LA Elementary

26 May

The push for STEM (Science Technology Engineering Math) education is based on a fraud, a corollary of the H1B visa program fraud. There is no shortage of STEM educated graduates in the US nor is there likely to be in the foreseeable future. On the other hand, when presented an opportunity to participate in STEM day activities at Lincoln Acres Elementary School, I jumped at the chance.

As a member of the San Diego County CAL Pass Science Council (council was destroyed in 2013 when a corporate data mining company purchased CAL Pass), I had participated in a learning enhancement program at LA Elementary two years earlier and fell in love with the place especially the children. Primary grade kids are really fun. They are thrilled at the idea that a high school teacher is coming to teach them. My regular students are not thrilled, maybe engaged but not thrilled!

Lincoln Acres Elementary School was established in 1927 and sits in the middle of an economically challenged neighborhood in National City, California. Ninety-four percent of the school’s students qualify for free and reduced lunch and 65% are language learners so of course the federal government labels this a failing school!

Anyone who visits the campus and meets the staff and students sees a wonderful institution. It’s professionally run and organized, the students are in uniforms, the school has a wonderful mix of veteran and youthful educators. The rooms are equipped with Promethean electronic white boards and class sizes are reasonable.  The students are engaged.

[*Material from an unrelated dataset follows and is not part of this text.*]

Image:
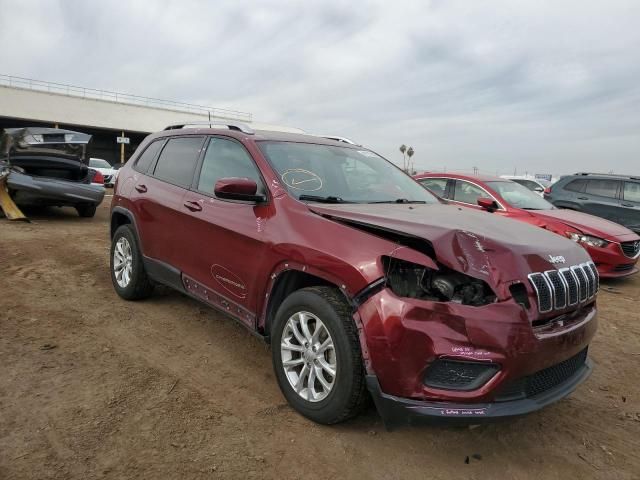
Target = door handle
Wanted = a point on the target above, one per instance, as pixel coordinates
(193, 206)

Learning is happening and some of these students will go on to achieve academic excellence at elite Universities throughout the US. A friend of mine traveled the LA Elementary school path to Yale and then to a Doctorate in Economics from UC Berkley.

For STEM day, I arrived early and met a campus assistant in the staff parking lot who showed me where to park and let me into the campus. Soon, I saw that assistant supervising breakfast for all of the school’s students. An assistant principal took me to my room where I would be doing an hour long hands on lesson about simple DC circuits. She told me they feed breakfast and lunch to 100% of the students because it was more cost effective than trying to separate out the 6% who did not actually qualify. Breakfast looked great. I like eggs, muffins and bananas.

I noticed that as students arrived they were putting their backpacks in numbered circles on a large paved area then walking in an extensive circle. I joined them for a morning constitutional all the time wondering how this large school wide event was organized and how efficiently the students would arrive in my designated room. Soon teachers appeared near the circle of walking students, the bell rang and the students immediately joined their teachers in their class’s designate area. Announcements were broadcast and the students recited the pledge of allegiance to the US flag.

Students and teachers all disappeared in different directions. Within three minutes an announcement was broadcast for everyone to go to the day’s first event. In less than five minutes 16 sixth graders showed up at my room with a packet of tickets, the first of which was for admission to my circuits’ lesson.

The real joy began. I gave the students in groups of two a light bulb, a battery, a piece of wire and a written prompt. I told them to turn on the light bulb. Very quickly one young guy got his light bulb on just after telling me it was impossible. Of course, then everyone else saw his success and pretty soon I had eight functioning lights. We used science vocabulary and drew pictures of complete circuits. The children were engaged and on task. It was wonderful. Some of them just might have had their love of science further stoked.

Near the end of our session, I started discussing what it would be like at Granger Middle School next year and Sweetwater High School in following years. That is when corporate education reform raised its ugly destructive head. One of the girls said, “Granger and Sweetwater are bad. They have bad test scores. I am going to Bonita.”

Bonita Middle School and Bonita High School are in the same school district but in a much wealthier community. When I taught at Bonita High, most of the cars in the student parking lot were far better and more expensive looking than the cars in the faculty parking lot. I know from personal experience that Granger and Sweetwater are equal to the Bonita schools as far as quality of programs, teachers and institution, but they get lower test scores. So, the parents of every student at Lincoln Acers Elementary School is sent a letter telling them that Granger and Sweetwater are failing schools therefore under NCLB, parents have the right to send their child out of the community to a school with good test results.

These benighted federal policies are harming great schools and undermining community development. Top down standards based education and accountability are perfidy harming democracy. Excellent schools are falsely labeled failures based on test scores that do accurately reflect the cultural capital of the community, however these scores are obtained by instruments that are not designed for judging quality of education or capable of providing cogent information for those judgments.